Начавшееся чуть позже строительство городка науки дало новую пищу литераторам. Вот один из наиболее удачных, на мой взгляд, поэтических портретов выросшего в глухом лесу академического чуда, написанный Леонидом Решетниковым в стихотворении «В Новосибирском Академгородке»:
В таежный вписанный массив,
Как в раму вставленный набросок,
Он не закончен и небросок,
Но по-особому красив…
Здесь, «как аквариумы, зданья», где живут «счетные устройства, как мыслящие существа». Но удивительнее другое — идущие глубокой ночью через новые кварталы по старым тропам лоси.
И старый лось в пару дыханья
Стоит, скосив свой влажный глаз,
И долго смотрит в окна зданья,
Где спят биологи сейчас.
На такой вот символической точке пересечения человеческой цивилизации, прогресса и продолжающейся по своим извечным законам жизни природы заканчивается это стихотворение.
Академгородок, люди его фигурируют и во многих прозаических произведениях. Жизни ученых-физиков, инженеров, аспирантов посвящена, например, романы Д. Константиновского «…Следовательно, существую», «Яконур», в которых без труда угадываются многие академгородковские реалии, передана ни с чем не сравнимая атмосфера молодого научного центра.
Но особым вниманием сибирская наука, передним краем которой был Новосибирск, пользовалась у писателей-документалистов, мастеров очерка и художественной публицистики. Ее рыцарям посвящены многие очерки Замиры Ибрагимовой. Три десятка лет ученые и наука Сибири — главная тема творчества Ролена Нотмана, нашедшая свое итоговое выражение в двух его больших книгах — «Предназначение» и «Преемственность». Захватывающие документально-художественные повести о делах и судьбах ученых-сибиряков, их поразительных открытиях, путь к которым подчас головоломней любого детектива, пишет Геннадий Падерин. А такие его вещи, как «Земля под прицелом», «В зоне неизведанных глубин», «Вверх по реке времени», «Ловец ураганов», «Обвиняемый — страх» давно уже стали классикой этой темы и жанра.
Город бурного строительства, фортпост науки не закрывал писателям и обыденной жизни Новосибирска с ее светлыми и темными сторонами. Так, например, широко известные читателям шестидесятых-семидесятых годов детективные повести Михаила Михеева «Запах шипра», «Сочинский вариант», «Поиск в темноте» основаны на реальных событиях и уголовных делах. Они воссоздают, с одной стороны, ту сторону криминальной среды Новосибирска, которую сегодня бы назвали теневым бизнесом или незаконным предпринимательством, а с другой — противостоящие им правоохранительные органы города. Запечатлен у М. Михеева чуть ли не с документальной точностью и сам Новосибирск.
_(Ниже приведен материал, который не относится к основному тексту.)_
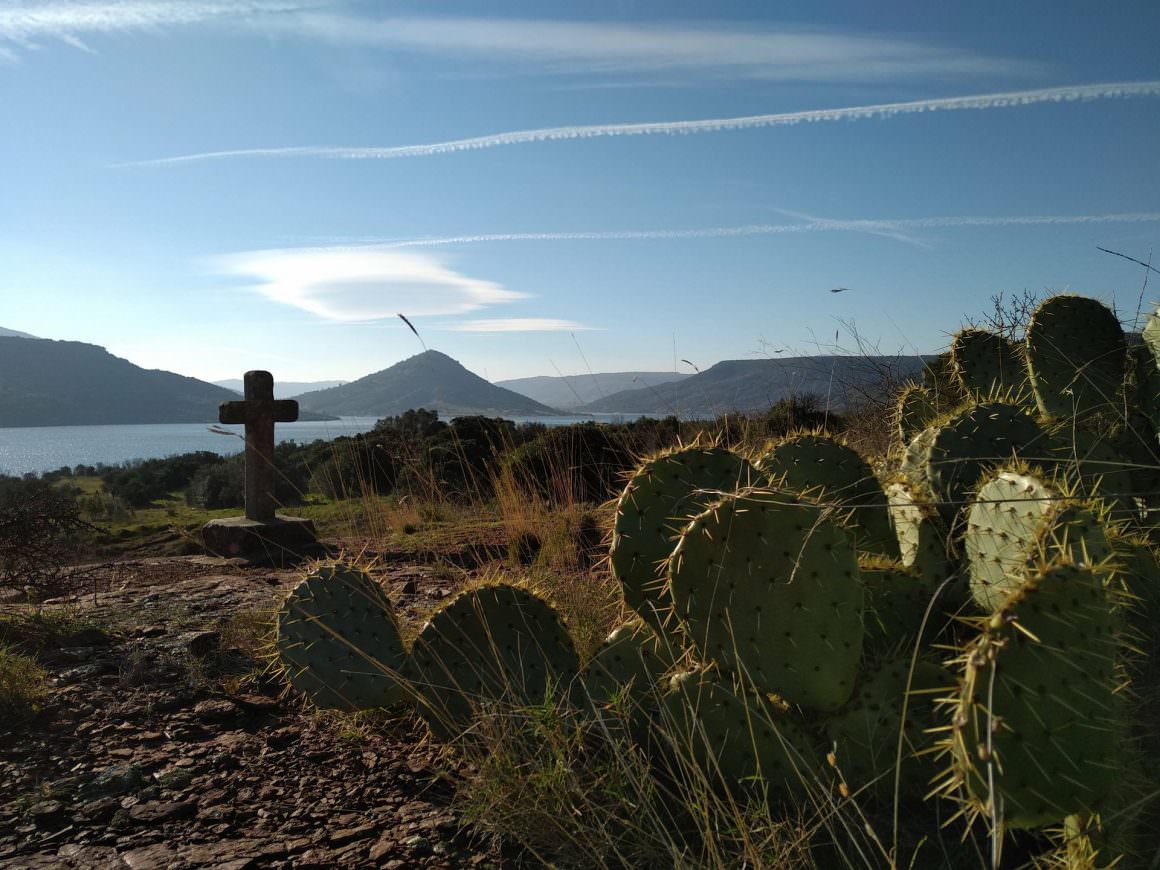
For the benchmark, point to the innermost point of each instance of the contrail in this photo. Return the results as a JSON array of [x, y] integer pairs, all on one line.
[[1073, 93], [819, 225]]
Как и в произведениях прозаика более позднего поколения — Юниля Булатова. По стилистике его лирико-исповедальные, с налетом мифологизма и мистики романы «Дом, пахнущий хлебом» и «Танцульки» весьма далеки от повестей М. Михеева. Но и они обращены к той «резко континентальной» поре, когда, с одной стороны, радующие глаз новенькие, с иголочки, города и микрорайоны, а с другой — угрюмые подслеповатые засыпухи и бараки закаменских и ельцовских «нахаловок», ведущих свое летоисчисление еще со времен первых строителей Новониколаевска.
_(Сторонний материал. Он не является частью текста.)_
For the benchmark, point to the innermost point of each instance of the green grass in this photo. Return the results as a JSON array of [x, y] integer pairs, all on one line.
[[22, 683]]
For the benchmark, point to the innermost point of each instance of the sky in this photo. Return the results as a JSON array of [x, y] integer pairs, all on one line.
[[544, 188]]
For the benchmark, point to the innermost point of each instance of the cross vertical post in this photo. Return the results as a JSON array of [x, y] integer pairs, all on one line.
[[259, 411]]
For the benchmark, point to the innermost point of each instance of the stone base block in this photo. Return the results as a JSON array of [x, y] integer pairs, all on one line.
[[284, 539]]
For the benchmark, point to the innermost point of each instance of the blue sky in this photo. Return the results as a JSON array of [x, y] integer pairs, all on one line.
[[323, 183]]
Все чаще, начиная с 1960-х годов, Новосибирск становится предметом поэтической лирики в разных ее формах. В лирическом репортаже «Признание в любви» Иван Ветлугин, «своим городом славным гордясь», видит в нем «облик и душу Державы». В «Сентиментальном путешествии» Галины Шпак родной город совершает с лирической героиней своеобразную экскурсию по знакомым переулкам и тупикам старой Закаменки, напоминая о детстве. А лирическая героиня стихотворения Нины Греховой «Стихи о моем городе», ведя с городом, как с дорогим человеком, сердечный разговор, просит: «Присядь сюда //на краешек судьбы, //на самой грани счастья и печали».
Время меняет облик города, оно корректирует его художественное осмысление. И вот уже Геннадию Карпунину в стихотворении «Ты город. Ты огромный, разный…» Новосибирск с высоты Коммунального моста видится совершенно в духе эпохи НТР «живою огненною плазмой… как будто обнаженный мозг», становясь для поэта неким «особым состояньем». Александр Плитченко в поэме «Крылья» ощущает любимый город как «красное и могучее, //рабочее и молодое, //доброе и здоровое //сердце великой Сибири». Впрочем, поэму свою «Крыльями» автор тоже назвал не зря, потому что «здесь, на Красном проспекте —// родной, кулундинский, хлебный //ветер степных просторов //братски сливается с ветром Севера нефтяного, — так //возникают крылья //города моего. И за полетом его // не успевают песни».
Нинель Созинова прожила в Новосибирске более полувека. Биография города в значительной степени была тесно связана и с ее собственной судьбой. Что так или иначе отозвалось в ее творчестве. В поэме «Три города» поэтесса показывает «триединый» Новосибирск в разные исторические отрезки. Первый город — «заштатный, чуть не весь одноэтажный» с булыжными мостовыми, хозяевами которых «выглядели кони», а детвору с ума сводили первые аэропланы в небесах. Второй город — Новосибирск военный, по улицам которого «шагали Сибирской добровольческой бойцы», а из-за Урала в Новосибирск «переезжали целые заводы». («Сибирь и провожала, //и встречала — //в две стороны //составы шли и шли… И вот третий, «нынешний, многоэтажный мой город», красивый, с огромными жилмассивами, новыми мостами, тремя Академиями, метрополитеном. Но, напоминает поэтесса, без прежних двух не было бы этого современного красавца-города, где продолжает гудеть огромная стройка. И о том нельзя забывать, как и тех, кто возводил и защищал его.
К сожалению, Новосибирск современный, город, отмеривающий годы своего второго столетия, в литературе нынешней представлен, прямо скажем, значительно меньше и слабее. То ли «лицом к лицу лица не увидать» (хотя перед писателями прошлых поколений такой проблемы, как правило, не стояло), то ли «не успевают песни» за продолжающим стремительно развиваться городом. Но свято место пусто не бывает. Вот и становятся далекие от поэзии поделки типа «я люблю тебя, мой милый город, мой Новосибирск родной» с легкой руки чиновников (да и просто «на безрыбье») словами чуть ли не официального гимна города. Так и хочется крикнуть, завершая этот обзор:
— Мастера слова, где вы? Не забывайте город родной!..
Опубликовано в «Сов. Сибири» к 115-летию города.